Le premier est une adhésion sans réserve. De fait, le raisonnement proposé est un enchaînement logique, le chiffre avancé est par nature objectif : logique, objectif, donc dont la conclusion est incontestable. Le second est un rejet sans appel. De fait, le raisonnement a omis de prendre en compte certains aspects de la réalité, le chiffre est biaisé ; sa conclusion est donc sans valeur. Généralement on adopte l’un ou l’autre de ces types de réaction en fonction de ses conclusions à notre idéologie. Ceci accrédite la vision de l’économie non comme une analyse objective, technique, mais comme une opinion, relevant du domaine politique ». Si, selon l’auteur, toute pensée a besoin, pour développer ces raisonnements, de simplifier le réel en l’abordant sous un angle donné, la tentation est grande selon lui de rejeter le raisonnement simplifié au prétexte que tout n’est pas si simple : hélas « de nombreux étudiants, de nombreuses personnes, faute de recul épistémologique sur les enseignements qui leur sont fournis ou bien par idéologie, ont tendance à se situer dans cette catégorie ».
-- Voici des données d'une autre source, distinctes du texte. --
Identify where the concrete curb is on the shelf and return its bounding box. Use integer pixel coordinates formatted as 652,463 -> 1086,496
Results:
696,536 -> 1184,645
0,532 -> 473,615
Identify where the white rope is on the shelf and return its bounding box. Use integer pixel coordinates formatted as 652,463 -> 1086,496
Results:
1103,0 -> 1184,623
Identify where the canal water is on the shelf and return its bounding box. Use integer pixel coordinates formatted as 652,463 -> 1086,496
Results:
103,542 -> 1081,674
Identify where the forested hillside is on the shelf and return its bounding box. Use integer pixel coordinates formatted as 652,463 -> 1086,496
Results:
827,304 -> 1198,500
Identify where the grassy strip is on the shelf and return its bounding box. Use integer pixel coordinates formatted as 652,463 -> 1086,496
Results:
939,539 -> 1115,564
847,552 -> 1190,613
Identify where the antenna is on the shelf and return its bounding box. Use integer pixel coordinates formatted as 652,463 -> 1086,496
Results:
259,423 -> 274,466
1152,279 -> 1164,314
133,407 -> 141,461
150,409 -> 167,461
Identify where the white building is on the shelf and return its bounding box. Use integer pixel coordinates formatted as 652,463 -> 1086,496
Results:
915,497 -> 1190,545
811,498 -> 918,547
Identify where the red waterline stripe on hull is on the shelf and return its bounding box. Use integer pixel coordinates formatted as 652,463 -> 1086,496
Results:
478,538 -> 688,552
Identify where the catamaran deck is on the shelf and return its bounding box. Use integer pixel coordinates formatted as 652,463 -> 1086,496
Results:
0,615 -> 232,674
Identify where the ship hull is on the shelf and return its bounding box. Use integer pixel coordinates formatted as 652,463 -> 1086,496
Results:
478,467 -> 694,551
Sylvestre Frézal rappelle que toute pensée, qu’elle soit réfléchie ou impromptue, repose sur une modélisation : « cette modélisation peut être consciente ou inconsciente, formalisée ou non, implicite ou explicite, mais elle constitue un socle nécessaire à tout raisonnement, à toute observation ». Si l’économie est la science sociale qui est la plus proche des sciences de la nature puisqu’elle recourt à des modèles formalisés (littéraires ou mathématisés) qu’elle confronte à la réalité empirique en utilisant la mesure, l’objet qu’elle étudie n’est pas celui des sciences de la nature : proche du pouvoir et de la décision politique, son ambition est perpétuellement menacée de devenir non scientifique et de servir les idéologies.
Une démarche scientifique
Le chapitre introductif s’interroge sur la démarche scientifique et, citant Poincaré (« une accumulation de faits n’est pas plus une science qu’un tas de pierre n’est une maison »), l’auteur rappelle les fondements historiques de la construction du savoir raisonné dans un cadre formalisé (évoquant notamment la Grèce Antique, les mathématiques et Thalès), mais aussi ses racines philosophiques, citant Bergson : « Tous, anciens et modernes, s’accordent à voir dans la philosophie une substitution du concept au percept. Tous en appellent à l’insuffisance de nos sens, aux fonctions d’abstraction, de généralisation et de raisonnement ». Mais il montre que la science va plus loin dans l’analyse du lien causal, puisqu’elle passe du « donc » au « pourquoi » et d’une constatation à une recherche par un raisonnement logique. Rappelant que pour progresser, la science économique a dû faire appel à des concepts abstraits incontournables (comme l’utilité, l’aversion au risque, la préférence pour le présent, l’inflation), le caractère abstrait de ces concepts ne permet en rien de disqualifier la pertinence d’une analyse s’appuyant sur eux : « l’essence de la science est d’abstraire pour pouvoir généraliser ». D’ailleurs, selon Sylvestre Frézal, dans le cadre des débats sur la mesure du pouvoir d’achat, « la critique récurrente à l’heure actuelle de la mesure de l’inflation « perçue » plutôt que l’inflation « réelle » marque une régression de près de deux millénaires et demi ».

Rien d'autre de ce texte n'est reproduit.